Figure 2. Both GABAergic and nonGABAergic neurons in IC had LSA.

(a,c) The response of neurons with LSA to sound. (a) A nonGABAergic neuron. (c) A GABAergic neuron. Upper trace is the voltage spike trace of the response and the lower trace is its PSTH. The gray traces are magnified PSTHs. The arrows indicate the dip (D) and peak (P) of the PSTHs. The Gray boxes indicate the sound presentation. The sound intensity was 70dB in (a) and 80 dB in (c). (b,d) Pseudocolor map shows the number of spikes within 30 s after the sound termination as RDS firing rate and sound duration were varied. (b,d) are the responses from the neuron in (a,c), respectively. (e) The response of a GABAergic neuron without LSA. The sound intensity was 70 dB. (f) Histograms of the minimum sound duration that evoked LSA in each neuron. (g) The number of LSA spikes was plotted against the number of RDS spikes. Different symbols indicate the responses from different neurons. Black and red symbols indicate the responses from GABAergic and nonGABAergic neurons, respectively, in this and subsequent figures. In the inset, the responses from CBA/J mice are indicated by green filled squares, circles, and triangles. (h,i) The peak time (h) and decay (i) of LSA PSTH are plotted against the number of LSA spikes. In the insets, the responses from CBA/J mice are indicated by green filled squares, circles, and triangles. (j) The comparison of the accommodation of RDS to 30 s (left) and 60 s (right) sound between the LSA+ and LSA− neurons. The larger index indicates less adaptive response in RDS. Black and red boxplots and dots indicate the response of GABAergic neurons and nonGABAergic neurons, respectively.

Figure 3. An overview of the responses of LSA+ neurons.

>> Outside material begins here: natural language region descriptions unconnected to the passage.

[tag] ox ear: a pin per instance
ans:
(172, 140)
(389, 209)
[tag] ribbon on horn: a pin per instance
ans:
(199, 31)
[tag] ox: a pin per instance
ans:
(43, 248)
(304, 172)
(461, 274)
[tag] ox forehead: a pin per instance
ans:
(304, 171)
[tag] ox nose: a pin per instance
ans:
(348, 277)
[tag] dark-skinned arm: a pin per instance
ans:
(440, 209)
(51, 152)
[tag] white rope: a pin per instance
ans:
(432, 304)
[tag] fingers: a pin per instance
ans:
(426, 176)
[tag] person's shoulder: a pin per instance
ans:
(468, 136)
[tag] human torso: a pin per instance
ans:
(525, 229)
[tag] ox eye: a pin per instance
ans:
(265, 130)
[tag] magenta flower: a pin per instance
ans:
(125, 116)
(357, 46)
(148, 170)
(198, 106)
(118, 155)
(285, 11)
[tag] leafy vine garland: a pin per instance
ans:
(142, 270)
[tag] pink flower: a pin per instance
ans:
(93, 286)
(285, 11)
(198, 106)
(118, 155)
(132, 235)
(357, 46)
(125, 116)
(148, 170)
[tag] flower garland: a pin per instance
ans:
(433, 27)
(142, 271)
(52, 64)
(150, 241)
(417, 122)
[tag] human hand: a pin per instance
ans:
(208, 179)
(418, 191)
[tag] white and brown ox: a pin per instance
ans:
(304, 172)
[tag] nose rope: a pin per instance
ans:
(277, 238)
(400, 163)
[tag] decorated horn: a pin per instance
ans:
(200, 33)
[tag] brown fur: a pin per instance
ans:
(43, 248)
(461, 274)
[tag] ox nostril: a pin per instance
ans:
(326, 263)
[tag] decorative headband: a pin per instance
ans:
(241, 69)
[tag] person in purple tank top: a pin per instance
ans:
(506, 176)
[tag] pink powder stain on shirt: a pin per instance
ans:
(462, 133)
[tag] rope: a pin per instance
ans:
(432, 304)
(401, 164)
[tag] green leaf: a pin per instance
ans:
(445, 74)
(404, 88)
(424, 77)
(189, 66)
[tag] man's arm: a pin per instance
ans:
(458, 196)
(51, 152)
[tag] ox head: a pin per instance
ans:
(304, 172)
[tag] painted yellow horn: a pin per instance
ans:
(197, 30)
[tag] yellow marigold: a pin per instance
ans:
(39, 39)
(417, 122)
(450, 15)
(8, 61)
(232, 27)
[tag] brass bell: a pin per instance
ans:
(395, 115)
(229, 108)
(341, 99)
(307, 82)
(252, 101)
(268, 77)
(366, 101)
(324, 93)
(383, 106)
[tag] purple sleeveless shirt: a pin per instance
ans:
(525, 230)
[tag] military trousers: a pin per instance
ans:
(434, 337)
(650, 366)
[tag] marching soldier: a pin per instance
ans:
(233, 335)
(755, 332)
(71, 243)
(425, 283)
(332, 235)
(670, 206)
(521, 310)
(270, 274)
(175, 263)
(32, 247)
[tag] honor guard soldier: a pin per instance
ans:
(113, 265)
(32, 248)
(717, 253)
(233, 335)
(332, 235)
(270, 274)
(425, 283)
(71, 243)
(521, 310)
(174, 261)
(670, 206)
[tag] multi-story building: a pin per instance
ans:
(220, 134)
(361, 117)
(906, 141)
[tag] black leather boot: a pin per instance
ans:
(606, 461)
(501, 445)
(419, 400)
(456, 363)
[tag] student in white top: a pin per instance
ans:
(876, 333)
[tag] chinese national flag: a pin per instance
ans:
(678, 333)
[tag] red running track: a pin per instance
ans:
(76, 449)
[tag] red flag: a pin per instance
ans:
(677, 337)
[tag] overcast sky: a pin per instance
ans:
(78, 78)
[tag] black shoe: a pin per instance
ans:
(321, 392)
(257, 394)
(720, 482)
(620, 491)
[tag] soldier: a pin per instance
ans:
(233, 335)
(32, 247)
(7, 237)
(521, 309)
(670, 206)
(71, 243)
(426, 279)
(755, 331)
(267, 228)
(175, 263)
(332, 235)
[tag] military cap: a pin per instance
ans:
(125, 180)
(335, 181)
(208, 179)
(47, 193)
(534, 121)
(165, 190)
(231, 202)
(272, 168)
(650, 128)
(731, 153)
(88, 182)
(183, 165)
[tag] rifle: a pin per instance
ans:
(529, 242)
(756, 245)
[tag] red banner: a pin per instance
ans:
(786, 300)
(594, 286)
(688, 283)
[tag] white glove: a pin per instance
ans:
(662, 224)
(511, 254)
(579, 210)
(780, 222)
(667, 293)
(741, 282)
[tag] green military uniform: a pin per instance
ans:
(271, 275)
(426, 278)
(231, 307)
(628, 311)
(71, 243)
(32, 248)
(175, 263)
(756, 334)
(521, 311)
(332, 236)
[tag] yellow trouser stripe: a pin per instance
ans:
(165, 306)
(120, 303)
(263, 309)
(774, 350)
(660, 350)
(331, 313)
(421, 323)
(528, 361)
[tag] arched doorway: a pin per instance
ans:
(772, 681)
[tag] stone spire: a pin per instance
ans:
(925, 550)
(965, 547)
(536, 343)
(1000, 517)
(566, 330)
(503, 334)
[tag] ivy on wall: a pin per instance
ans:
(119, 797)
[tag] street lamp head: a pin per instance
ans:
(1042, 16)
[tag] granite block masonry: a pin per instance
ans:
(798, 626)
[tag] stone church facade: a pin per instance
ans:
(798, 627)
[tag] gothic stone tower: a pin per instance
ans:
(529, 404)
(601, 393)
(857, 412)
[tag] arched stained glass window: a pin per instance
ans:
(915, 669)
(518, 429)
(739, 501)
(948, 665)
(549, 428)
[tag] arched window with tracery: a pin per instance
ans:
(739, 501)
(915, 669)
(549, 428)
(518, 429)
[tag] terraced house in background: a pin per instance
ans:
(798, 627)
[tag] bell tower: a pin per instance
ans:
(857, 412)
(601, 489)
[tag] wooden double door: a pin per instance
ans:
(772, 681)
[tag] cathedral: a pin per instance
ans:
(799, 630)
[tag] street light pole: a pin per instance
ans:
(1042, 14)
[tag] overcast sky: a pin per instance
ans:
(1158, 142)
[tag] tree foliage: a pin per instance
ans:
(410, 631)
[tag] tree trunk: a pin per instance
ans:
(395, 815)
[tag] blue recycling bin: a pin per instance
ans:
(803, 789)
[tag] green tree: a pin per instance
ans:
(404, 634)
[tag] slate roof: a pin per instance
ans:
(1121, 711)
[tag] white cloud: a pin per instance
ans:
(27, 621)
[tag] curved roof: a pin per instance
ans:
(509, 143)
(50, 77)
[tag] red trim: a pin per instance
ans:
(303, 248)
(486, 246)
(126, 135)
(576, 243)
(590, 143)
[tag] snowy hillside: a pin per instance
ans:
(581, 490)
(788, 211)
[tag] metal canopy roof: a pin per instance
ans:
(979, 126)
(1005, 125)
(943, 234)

(a) Pseudocolor maps of the number of spikes within 20 s after sound termination as shown in Fig. 2b,d. (G1-G4) GABAergic neurons. (N1-N5) nonGABAergic neurons. (CBA1-CBA3) the recordings from CBA/J mice. Pseudocolor maps were made when we successfully recorded the responses to more than three test sounds. The maps shown in Fig. 2 are excluded here. (b) The distribution of the LSA+ neurons in IC in VGAT-ChR2 mice. Black and red circles indicate GABAergic and nonGABAergic neurons, respectively. The location of each neuron was plotted on the schematic sections. Thin lines indicate the boundary of central nucleus of IC (ICC). ICC was separated in three different regions by the ratio of GABAergic and glycinergic terminals. In region 1, glycinergic terminals dominate. In region 2, there are relatively more GABAergic terminals than glycinergic terminals. In the most dorsal region (3) GABAergic terminals predominate although a few glycinergic terminals are still present. The numbers beside the circles correspond to the numbers in Fig. 3a. G0 and N0 correspond to the cells in Fig. 2d,b, respectively.

Figure 4. Discontinuous sound evoked LSA.

(a) The response of a GABAergic neuron to sound with 50% duty cycle of 1 s (50 times repetition). Upper trace is the voltage spike trace of the response and the middle trace is its PSTH. The lower traces are magnified voltage traces. (b,c) The plots of RDS (left) and interstimulus spikes (right) against time. (b) LSA+. (c) LSA−.